In Bartholomew County, deaths from drug overdoses have nearly doubled over the past few years — from 17 in 2018 to 33 last year.

And some local officials now fear that an influx of fentanyl-laced pills disguised as Percocet, Adderall, Xanax, oxycodone and other prescription medications that is being seen across much of the country could be the next wave in the local drug crisis.

“Opioids continue to devastate our community, even with the significant expansion of prevention, treatment and recovery services in our county,” Terrell said.

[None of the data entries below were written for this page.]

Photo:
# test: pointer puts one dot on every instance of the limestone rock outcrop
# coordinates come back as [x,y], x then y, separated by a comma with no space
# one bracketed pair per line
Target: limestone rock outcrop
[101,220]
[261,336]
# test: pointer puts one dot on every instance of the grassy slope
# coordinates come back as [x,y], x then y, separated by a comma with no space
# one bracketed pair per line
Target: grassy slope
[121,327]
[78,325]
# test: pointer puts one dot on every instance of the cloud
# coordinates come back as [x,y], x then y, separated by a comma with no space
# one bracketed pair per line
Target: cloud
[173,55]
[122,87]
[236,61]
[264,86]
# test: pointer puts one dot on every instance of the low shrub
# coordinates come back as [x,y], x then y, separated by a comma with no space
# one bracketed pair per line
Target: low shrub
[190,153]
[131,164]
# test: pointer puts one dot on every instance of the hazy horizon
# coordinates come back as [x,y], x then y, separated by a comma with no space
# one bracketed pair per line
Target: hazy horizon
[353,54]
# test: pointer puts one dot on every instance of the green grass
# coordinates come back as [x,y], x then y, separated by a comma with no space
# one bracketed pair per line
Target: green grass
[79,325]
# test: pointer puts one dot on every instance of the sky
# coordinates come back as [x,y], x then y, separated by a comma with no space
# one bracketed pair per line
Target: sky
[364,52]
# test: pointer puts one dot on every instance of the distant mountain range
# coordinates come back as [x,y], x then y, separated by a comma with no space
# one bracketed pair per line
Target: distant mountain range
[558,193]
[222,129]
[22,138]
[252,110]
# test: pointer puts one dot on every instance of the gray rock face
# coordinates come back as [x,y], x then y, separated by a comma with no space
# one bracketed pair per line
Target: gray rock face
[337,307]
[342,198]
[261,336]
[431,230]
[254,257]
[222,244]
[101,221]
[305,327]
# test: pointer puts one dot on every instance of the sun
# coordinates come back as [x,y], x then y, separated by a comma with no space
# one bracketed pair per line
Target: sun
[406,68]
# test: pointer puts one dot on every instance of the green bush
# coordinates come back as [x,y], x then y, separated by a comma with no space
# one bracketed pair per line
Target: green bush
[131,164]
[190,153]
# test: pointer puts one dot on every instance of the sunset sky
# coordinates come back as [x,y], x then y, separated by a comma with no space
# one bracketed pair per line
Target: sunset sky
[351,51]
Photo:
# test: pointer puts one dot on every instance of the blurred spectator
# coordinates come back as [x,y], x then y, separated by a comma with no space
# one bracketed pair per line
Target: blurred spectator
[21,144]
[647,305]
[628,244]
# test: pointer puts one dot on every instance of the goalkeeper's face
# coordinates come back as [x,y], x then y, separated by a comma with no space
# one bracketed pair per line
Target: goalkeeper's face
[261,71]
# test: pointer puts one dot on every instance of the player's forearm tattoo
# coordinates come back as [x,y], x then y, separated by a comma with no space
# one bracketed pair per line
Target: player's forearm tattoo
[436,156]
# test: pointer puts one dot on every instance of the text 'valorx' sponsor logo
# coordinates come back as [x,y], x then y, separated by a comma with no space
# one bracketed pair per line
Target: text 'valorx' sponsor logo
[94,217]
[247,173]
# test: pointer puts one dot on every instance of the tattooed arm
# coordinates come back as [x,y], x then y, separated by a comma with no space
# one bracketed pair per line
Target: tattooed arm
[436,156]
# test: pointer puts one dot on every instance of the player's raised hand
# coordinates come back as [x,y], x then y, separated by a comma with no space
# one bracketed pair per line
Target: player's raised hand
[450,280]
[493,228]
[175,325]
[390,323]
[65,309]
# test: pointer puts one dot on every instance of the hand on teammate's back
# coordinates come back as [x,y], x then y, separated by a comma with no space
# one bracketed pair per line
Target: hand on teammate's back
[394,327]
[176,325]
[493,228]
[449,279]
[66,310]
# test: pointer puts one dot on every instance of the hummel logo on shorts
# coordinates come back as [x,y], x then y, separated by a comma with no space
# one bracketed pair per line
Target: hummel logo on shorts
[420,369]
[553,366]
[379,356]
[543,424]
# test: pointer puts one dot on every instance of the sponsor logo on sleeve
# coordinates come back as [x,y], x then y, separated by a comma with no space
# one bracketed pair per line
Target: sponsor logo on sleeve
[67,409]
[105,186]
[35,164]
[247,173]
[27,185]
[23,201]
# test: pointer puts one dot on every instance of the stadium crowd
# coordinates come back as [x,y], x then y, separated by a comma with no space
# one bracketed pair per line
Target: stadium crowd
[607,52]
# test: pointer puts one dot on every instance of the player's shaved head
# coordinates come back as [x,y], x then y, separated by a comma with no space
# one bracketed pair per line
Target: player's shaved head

Terrell and Jewett are urging to people who are using drugs to seek help and encouraging friends and family of drug users to get Narcan, which is available for free at the ASAP Hub or in public dispensers called NaloxBoxes outside the United Way offices, 1531 13th St., and the Bartholomew County Public Library, 536 Fifth St.

“We will give Narcan to anyone who comes (to the ASAP Hub) and asks for it,” Jewett said. “We don’t ask questions. We don’t ask for their name. If they don’t want to come into the Hub and get it, we have two NaloxBoxes, one here by the United Way entrance and one at the library, and we make sure that those are full of Narcan. You can pick it up completely anonymously. If there is a parent, a partner, a spouse who’s worried about someone in their family or someone that they know using, then we highly suggest having Narcan on hand. …It may save someone’s life.”

ASAP officials, for their part, hope that the record number of overdoses deaths that the community has seen over the past two years does not become the new normal, but characterized the current state of the drug crisis as “very scary.”

“We just don’t know yet if that is a new normal,” Jewett added. “We hope not. …It’s very scary.”